2006 Ridge Monte Bello. Parker 94+. While it is eclipsed by the brilliance of the 2005, the 2006 Monte Bello (68% Cabernet Sauvignon, 20% Merlot, 10% Petit Verdot, and 2% Cabernet Franc) is a very strong effort. Its dense purple color is followed by copious aromas of creme de cassis, licorice, spice box, and a touch of oak. Well-balanced, dense, pure, layered, and rich, its big, rich style is similar to the 2003. This cuvee should keep for 25-30 years in a cool cellar.
Stuffed eggplants with rice and sausage. Never had this mix exactly, but the vegetables were stuffed with that same ugly pale stuff — but it tasted great, a risotto-like blend of rice, cheese, and sausage.
2012 Duckhorn Vineyards Cabernet Sauvignon. 91 points. Velvet tannins. Medium acid finish. Enjoyed two glasses on day one. Quality wine. For the price it had better be. Most expensive bottle at my local grocery store. Goes down easy. High guzzle index. On the sweet end, but I wouldn’t call it a fruit bomb.
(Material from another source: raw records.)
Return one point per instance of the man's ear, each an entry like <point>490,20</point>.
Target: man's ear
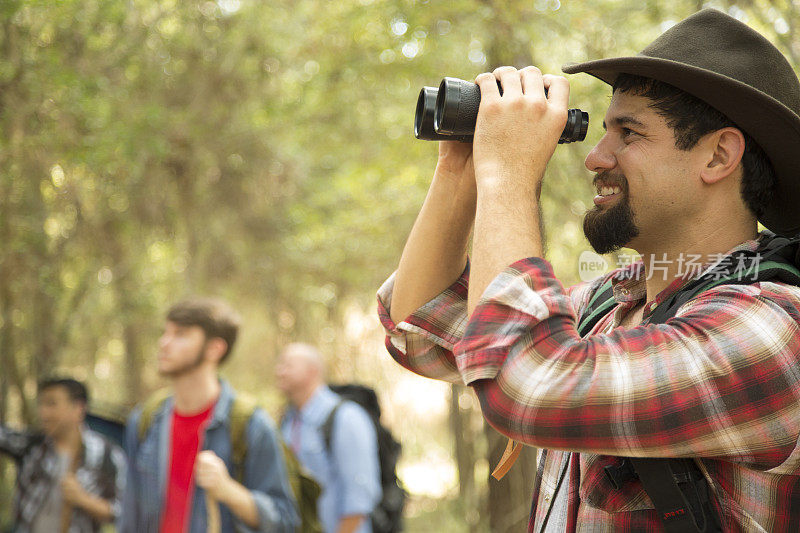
<point>725,148</point>
<point>216,348</point>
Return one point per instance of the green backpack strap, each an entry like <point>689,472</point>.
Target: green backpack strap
<point>149,409</point>
<point>305,488</point>
<point>242,409</point>
<point>601,303</point>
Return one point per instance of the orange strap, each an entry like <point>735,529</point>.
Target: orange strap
<point>507,460</point>
<point>212,515</point>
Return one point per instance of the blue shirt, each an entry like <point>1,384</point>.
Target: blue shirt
<point>350,472</point>
<point>264,472</point>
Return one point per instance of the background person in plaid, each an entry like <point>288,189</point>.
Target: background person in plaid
<point>700,144</point>
<point>69,478</point>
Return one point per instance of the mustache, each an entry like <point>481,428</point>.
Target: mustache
<point>609,179</point>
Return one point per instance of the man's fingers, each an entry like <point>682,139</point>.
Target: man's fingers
<point>532,82</point>
<point>557,90</point>
<point>488,84</point>
<point>509,80</point>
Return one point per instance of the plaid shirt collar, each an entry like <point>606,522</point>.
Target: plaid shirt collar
<point>629,284</point>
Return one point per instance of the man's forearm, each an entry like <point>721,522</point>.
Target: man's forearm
<point>96,507</point>
<point>350,523</point>
<point>436,251</point>
<point>241,503</point>
<point>508,227</point>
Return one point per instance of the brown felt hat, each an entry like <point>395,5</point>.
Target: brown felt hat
<point>736,70</point>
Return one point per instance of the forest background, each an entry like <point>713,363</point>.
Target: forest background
<point>263,152</point>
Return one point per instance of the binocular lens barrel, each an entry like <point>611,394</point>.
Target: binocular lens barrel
<point>450,112</point>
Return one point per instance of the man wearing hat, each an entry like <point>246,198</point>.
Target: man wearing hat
<point>702,136</point>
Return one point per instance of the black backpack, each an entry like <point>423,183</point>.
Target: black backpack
<point>387,517</point>
<point>677,487</point>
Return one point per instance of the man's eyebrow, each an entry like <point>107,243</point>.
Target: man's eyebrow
<point>624,120</point>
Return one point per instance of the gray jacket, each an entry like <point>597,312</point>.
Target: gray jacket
<point>264,472</point>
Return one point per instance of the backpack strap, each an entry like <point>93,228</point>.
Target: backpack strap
<point>602,301</point>
<point>677,487</point>
<point>149,409</point>
<point>242,409</point>
<point>327,426</point>
<point>679,492</point>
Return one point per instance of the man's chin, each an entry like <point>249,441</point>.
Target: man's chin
<point>608,230</point>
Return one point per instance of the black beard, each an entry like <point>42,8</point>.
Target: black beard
<point>610,228</point>
<point>188,367</point>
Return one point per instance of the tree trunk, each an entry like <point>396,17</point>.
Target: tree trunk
<point>464,444</point>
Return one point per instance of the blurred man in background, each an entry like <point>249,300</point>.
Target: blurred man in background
<point>69,478</point>
<point>347,466</point>
<point>184,474</point>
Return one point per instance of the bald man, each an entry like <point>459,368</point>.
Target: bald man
<point>349,470</point>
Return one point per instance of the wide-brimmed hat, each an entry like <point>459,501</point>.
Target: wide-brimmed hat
<point>736,70</point>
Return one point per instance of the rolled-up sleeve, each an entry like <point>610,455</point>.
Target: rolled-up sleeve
<point>355,449</point>
<point>266,478</point>
<point>719,379</point>
<point>424,341</point>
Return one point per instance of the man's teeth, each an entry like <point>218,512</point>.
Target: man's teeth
<point>607,191</point>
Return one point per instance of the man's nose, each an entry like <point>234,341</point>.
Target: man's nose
<point>601,157</point>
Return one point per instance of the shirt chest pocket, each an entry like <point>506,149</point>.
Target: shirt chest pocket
<point>598,490</point>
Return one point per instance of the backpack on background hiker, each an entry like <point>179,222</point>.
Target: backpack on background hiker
<point>387,517</point>
<point>305,488</point>
<point>677,487</point>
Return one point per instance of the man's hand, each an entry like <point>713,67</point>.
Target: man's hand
<point>515,137</point>
<point>516,133</point>
<point>211,474</point>
<point>71,490</point>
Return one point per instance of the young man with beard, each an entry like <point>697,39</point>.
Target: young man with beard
<point>69,478</point>
<point>700,144</point>
<point>180,447</point>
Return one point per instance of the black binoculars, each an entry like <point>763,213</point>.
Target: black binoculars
<point>449,114</point>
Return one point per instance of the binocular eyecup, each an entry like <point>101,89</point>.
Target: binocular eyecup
<point>450,112</point>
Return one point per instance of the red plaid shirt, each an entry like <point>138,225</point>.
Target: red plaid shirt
<point>720,381</point>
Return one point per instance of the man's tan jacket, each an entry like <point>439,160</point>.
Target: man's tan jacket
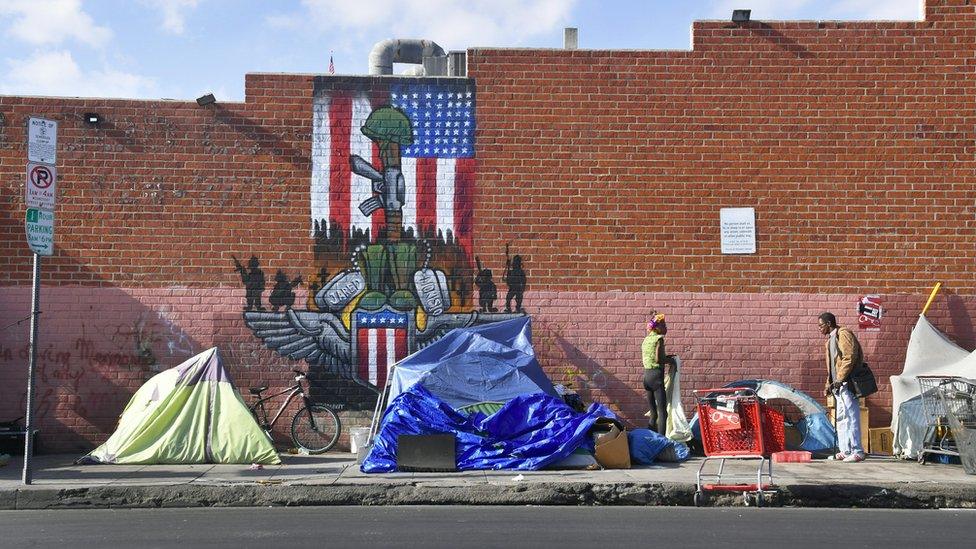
<point>849,354</point>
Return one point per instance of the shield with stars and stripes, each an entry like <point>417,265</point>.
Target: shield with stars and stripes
<point>379,339</point>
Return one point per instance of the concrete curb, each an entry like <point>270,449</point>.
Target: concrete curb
<point>895,496</point>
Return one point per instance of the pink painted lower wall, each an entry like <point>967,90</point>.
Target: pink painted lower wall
<point>98,345</point>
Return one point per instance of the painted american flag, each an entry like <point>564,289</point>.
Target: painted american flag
<point>438,168</point>
<point>381,340</point>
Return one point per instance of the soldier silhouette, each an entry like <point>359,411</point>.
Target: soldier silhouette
<point>487,291</point>
<point>515,279</point>
<point>282,294</point>
<point>253,279</point>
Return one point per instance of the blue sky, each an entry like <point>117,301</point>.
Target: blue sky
<point>181,49</point>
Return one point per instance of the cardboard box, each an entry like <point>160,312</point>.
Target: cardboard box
<point>612,449</point>
<point>881,439</point>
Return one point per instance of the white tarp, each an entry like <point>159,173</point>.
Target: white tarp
<point>930,353</point>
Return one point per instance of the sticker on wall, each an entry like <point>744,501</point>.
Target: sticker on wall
<point>869,313</point>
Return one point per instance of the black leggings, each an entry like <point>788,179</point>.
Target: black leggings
<point>656,399</point>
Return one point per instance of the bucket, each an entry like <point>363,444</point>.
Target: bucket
<point>358,438</point>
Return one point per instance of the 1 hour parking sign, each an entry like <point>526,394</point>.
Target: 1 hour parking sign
<point>40,231</point>
<point>41,186</point>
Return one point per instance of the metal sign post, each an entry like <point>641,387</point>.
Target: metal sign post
<point>42,150</point>
<point>35,310</point>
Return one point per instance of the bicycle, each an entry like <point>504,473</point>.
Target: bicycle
<point>315,427</point>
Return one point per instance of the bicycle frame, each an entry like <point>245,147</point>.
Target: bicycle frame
<point>265,424</point>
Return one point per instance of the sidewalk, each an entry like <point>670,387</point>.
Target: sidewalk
<point>335,479</point>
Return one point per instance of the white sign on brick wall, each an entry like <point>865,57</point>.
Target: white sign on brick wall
<point>738,230</point>
<point>42,140</point>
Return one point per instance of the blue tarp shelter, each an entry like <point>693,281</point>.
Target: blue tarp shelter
<point>489,363</point>
<point>468,366</point>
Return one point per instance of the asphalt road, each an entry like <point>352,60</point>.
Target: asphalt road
<point>460,527</point>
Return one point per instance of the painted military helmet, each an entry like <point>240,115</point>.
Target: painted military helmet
<point>388,124</point>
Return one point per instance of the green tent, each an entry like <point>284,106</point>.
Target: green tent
<point>188,414</point>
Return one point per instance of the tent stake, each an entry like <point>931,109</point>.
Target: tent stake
<point>935,290</point>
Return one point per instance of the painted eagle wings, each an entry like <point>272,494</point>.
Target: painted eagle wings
<point>317,338</point>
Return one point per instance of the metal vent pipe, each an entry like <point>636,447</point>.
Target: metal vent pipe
<point>406,50</point>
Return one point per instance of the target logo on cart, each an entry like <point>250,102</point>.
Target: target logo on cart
<point>41,186</point>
I thought the Rhones paired the best — although I’m never a fan of new world. I probably missed a couple of wines too because it was a large 20 person table and very chaotic.
Overall, just an amazing evening. A totally epic combination of food, wine, and people. We had so much food that everyone basically ran out of steam after the warm appetizers and only ended up with about 2 entrees! Really, there was too much of each dish but it was just a ridiculous amount of food — and almost all so tasty!